I would not, I suspect, vote for Andrew Bolt if he was a politician.

Indeed, I watched his new show on Sunday morning, and mainly found myself disagreeing with him.

But the launch of a Facebook campaign to persuade advertisers to pull their spend from The Bolt Report is rather depressing.  

In the past there have been  moves to attack advertisers when great offence has been caused. For instance, at the time of the Kyle & Jackie O lie detector mess, Naked’s Adam Ferrier wrote an open letter urging the industry not to support the show.

But it seems a different kettle of fish to target somebody simply because you don’t want their views to be heard in the first place.

operation_bolt_cutter facebook

One of the reasons it strikes me that it was a good move by Ten to give Bolt the show is that while print and radio is arguably dominated by right-leaning commentary, it tends to be the other way round in television.
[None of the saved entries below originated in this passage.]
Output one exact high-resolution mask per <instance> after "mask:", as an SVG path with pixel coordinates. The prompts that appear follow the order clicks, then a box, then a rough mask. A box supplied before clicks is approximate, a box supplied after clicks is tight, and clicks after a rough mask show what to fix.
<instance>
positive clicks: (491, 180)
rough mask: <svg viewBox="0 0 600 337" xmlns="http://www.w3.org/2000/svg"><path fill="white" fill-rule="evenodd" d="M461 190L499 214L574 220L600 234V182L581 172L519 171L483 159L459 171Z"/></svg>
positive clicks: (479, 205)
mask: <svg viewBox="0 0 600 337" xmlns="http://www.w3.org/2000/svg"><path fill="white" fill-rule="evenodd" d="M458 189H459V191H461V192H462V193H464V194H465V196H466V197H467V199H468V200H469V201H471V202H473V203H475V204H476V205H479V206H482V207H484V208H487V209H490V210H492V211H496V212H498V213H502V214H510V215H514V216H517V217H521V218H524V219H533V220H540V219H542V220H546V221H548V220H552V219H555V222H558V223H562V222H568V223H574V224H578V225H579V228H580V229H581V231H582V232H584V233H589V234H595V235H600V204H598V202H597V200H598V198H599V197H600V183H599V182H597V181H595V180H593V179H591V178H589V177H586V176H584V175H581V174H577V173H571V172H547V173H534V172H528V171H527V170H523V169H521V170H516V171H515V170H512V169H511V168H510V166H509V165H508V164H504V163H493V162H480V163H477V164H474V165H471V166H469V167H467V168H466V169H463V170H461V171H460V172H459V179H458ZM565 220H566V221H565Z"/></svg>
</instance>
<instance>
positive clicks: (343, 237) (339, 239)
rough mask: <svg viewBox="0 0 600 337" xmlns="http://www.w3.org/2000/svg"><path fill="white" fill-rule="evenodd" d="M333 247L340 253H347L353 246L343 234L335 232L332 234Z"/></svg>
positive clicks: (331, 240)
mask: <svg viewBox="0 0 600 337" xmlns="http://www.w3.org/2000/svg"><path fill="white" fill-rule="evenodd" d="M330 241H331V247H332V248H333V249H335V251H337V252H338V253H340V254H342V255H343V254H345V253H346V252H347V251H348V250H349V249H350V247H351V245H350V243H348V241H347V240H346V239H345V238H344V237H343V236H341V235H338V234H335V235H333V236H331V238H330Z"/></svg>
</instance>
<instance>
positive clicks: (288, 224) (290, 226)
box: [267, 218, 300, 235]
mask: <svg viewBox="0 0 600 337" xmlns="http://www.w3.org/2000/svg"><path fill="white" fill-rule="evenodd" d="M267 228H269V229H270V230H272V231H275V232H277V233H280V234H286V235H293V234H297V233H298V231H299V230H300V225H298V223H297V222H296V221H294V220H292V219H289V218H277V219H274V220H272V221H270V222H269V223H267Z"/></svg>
The Bolt Report brings an element of balance to that.

If he shouldn’t be allowed to talk to a couple of hundred thousand people on a Sunday morning (and that was all the numbers were) then who should?

If the Facebook group is accurate in reporting that Optus reseller TeleChoice has already pulled its ads, based on the 592 Facebook users so far signing up to the campaign, then that seems pretty feeble.

If the demographics of the audience are good, and the price is right, then no reasonable advertiser should be frightened off. Bolt is not some holocaust-denying extremist. He represents a mainstream point of view even if its one that many disagree with.

You don’t have to agree with Bolt’s politics to see that trying to gag somebody you disagree with is more offensive than their views.